Questo il pensiero del diesse Fausto Pari circa la crisi aperta in casa canarina.
LA PREMESSA: «Non voglio alimentare polemiche su un caso che ci ha reso lo zimbello dell’Italia calcistica. Quello che mi preme di più è fare chiarezza su un punto: si è detto che i calciatori sono stati manovrati da qualcuno, ebbene questo fantomatico burattinaio non sono io. Non ho mai tramato alle spalle di nessuno, io agisco solo ed esclusivamente per il bene del Modena».
DIMISSIONI? «Non è mia intenzione abbandonare la nave e i calciatori nel bel mezzo della bufera. Di una cosa sono pentito: il giorno in cui è stato esonerato Bergodi avrei dovuto rassegnare le dimissioni. Non tanto per l’esonero in sé, perché è prassi che quando i risultati non vengono a pagare sia l’allenatore, piuttosto per le modalità. Io e il presidente Rinaldi eravamo in Argentina e avrei preferito che si fosse atteso il nostro rientro in Italia. Così non è stato e il mio ruolo è stato snaturato, tra l’altro non avrei scelto Cuttone per il dopo Bergodi. Sono stati i calciatori a convincermi a rimanere, dicendomi che ero l’unico che capiva di calcio in tutta la società».
I GIOCATORI E LA TALPA «Già da diverse settimane i calciatori mi avevano riferito di un certo malessere nei confronti di Cuttone. Io, che ho giocato per 21 anni, pur facendomi la mia idea ho pensato che forse stessero ingigantendo il problema: in varie occasioni mi sono arrabbiato ricordando loro che avrebbero dovuto concentrarsi solo sulla salvezza. Siccome il mio rapporto con il presidente Rinaldi è ottimo, gli ho riportato tutte le lamentele. Anche Ghirlandina Sport era al corrente di tutto. Non mi sarei mai aspettato, però, che la situazione esplodesse e degenerasse in questo modo. Si deve dare atto alla squadra di aver messo la faccia davanti alla piazza e di essersi assunta una responsabilità enorme. Uno dei fatti più gravi è come la stampa sia stata informata in tempo reale della situazione. Queste fughe di notizie danneggiano il Modena».
PARI E CUTTONE «Non siamo amici e probabilmente non lo saremo mai. Il nostro rapporto è prettamente professionale. Io non ho mai fatto da intermediario tra la squadra e l’allenatore, ma ho sempre fatto riferimento alla società. Se io fossi in Cuttone me ne sarei andato».

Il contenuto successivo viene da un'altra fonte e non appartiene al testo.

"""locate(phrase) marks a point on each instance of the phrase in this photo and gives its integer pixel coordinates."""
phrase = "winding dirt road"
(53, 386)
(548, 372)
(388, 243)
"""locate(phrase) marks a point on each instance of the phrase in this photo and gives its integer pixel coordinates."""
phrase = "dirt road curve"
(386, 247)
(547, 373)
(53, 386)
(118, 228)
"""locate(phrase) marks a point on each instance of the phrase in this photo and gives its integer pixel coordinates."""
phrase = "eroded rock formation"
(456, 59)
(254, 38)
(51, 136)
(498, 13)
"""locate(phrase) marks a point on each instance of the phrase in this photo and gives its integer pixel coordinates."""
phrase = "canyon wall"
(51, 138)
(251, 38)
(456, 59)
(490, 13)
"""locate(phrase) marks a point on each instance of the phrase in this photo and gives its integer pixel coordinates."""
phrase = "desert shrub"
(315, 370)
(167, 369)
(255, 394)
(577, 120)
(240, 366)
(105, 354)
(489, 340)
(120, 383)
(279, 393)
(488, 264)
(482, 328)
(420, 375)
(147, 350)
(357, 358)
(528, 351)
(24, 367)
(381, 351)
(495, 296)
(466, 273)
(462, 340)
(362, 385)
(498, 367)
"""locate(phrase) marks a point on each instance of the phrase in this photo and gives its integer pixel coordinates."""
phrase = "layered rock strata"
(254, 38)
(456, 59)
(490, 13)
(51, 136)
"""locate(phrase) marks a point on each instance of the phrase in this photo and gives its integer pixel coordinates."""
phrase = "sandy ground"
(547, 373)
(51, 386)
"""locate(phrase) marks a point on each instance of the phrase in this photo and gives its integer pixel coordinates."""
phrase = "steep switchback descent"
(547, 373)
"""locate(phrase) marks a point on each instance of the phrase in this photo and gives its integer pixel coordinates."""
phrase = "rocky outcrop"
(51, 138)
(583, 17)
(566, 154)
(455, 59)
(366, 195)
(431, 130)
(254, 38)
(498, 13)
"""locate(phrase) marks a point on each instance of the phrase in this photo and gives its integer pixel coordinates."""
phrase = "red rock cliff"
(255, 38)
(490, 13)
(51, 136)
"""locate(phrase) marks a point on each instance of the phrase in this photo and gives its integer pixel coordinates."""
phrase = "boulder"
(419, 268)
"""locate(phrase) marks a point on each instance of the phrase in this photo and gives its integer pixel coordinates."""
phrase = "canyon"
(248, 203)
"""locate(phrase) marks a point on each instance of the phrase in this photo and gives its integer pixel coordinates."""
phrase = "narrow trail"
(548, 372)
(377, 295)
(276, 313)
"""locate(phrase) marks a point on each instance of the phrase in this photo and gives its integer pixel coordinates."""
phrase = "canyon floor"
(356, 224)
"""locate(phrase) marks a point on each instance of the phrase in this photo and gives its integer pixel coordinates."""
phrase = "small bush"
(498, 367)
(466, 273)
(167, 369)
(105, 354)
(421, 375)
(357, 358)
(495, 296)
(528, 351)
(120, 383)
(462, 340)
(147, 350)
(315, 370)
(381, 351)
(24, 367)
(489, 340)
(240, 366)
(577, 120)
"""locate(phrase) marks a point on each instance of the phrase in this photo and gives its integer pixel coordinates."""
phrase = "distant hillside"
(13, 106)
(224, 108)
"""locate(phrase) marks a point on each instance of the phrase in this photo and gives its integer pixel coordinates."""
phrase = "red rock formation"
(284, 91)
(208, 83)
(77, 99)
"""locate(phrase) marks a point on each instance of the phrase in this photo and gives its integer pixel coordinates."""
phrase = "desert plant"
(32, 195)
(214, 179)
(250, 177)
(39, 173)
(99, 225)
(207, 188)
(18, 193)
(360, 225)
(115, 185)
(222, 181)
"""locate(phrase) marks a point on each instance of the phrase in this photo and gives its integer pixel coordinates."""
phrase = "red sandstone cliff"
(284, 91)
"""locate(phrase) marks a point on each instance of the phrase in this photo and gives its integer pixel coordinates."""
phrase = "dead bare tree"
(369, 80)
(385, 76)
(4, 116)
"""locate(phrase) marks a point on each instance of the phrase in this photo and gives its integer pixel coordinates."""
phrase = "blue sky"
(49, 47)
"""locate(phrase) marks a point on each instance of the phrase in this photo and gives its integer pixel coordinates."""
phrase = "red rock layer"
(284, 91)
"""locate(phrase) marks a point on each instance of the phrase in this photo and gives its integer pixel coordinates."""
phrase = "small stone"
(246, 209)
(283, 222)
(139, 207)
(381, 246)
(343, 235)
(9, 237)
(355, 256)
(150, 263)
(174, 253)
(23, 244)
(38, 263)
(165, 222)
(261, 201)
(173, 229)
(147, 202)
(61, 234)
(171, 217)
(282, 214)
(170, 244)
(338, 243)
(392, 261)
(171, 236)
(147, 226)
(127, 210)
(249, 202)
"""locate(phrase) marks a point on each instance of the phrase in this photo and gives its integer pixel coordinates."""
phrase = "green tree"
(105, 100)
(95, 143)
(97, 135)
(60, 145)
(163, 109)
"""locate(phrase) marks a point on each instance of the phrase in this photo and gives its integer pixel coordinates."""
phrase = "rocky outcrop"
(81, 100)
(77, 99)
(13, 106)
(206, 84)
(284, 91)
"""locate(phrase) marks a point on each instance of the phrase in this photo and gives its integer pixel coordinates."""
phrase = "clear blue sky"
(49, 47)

CASO DI GENNARO «Mi sono visto piombare Davide in ufficio subito dopo la lite con Cuttone. Era furibondo e mi ha chiesto di essere ceduto, ipotesi che io non ho nemmeno preso in considerazione. Ho preso Di Gennaro e l’ho riportato ad allenarsi, seppur Cuttone lo avesse offeso. Per quel che mi risulta è l’unica volta in cui il mister ha offeso un calciatore e di questo caso ne abbiamo parlato in società. Le stesse cose erano avvenute quando Cuttone allenava a Benevento? No comment».
CASO GUARDALBEN «Matteo è stato raffigurato come il capo della rivolta in atto, anche da un giornalista nazionale imbeccato a dovere (Alfredo Pedullà, ndr) e quindi ha difeso la propria integrità: penso che abbia spiegato tutto alla perfezione. La conferenza stampa in cui Cuttone si è comportato da “ducetto” e la non convocazione di Guardalben sono state due cause dell’ulteriore cementificazione del gruppo, che adesso è unito come mai prima d’ora».
CASARI «Durante le riunioni che si sono tenute io ho parlato chiaramente al presidente Rinaldi e alla proprietà. Casari ha deciso che dovesse rimanere Cuttone, lui ha la maggioranza e la parola finale. Non dovete chiedere a me quali siano state le motivazioni che hanno portato a questa decisione».
LA SALVEZZA «Alla fine dei conti sono sempre e solo i calciatori che vanno in campo. Dobbiamo appellarci alla loro professionalità, solo così potremo raggiungere la salvezza. La rosa è buona e i calciatori rispetteranno la scelta di tenere Cuttone».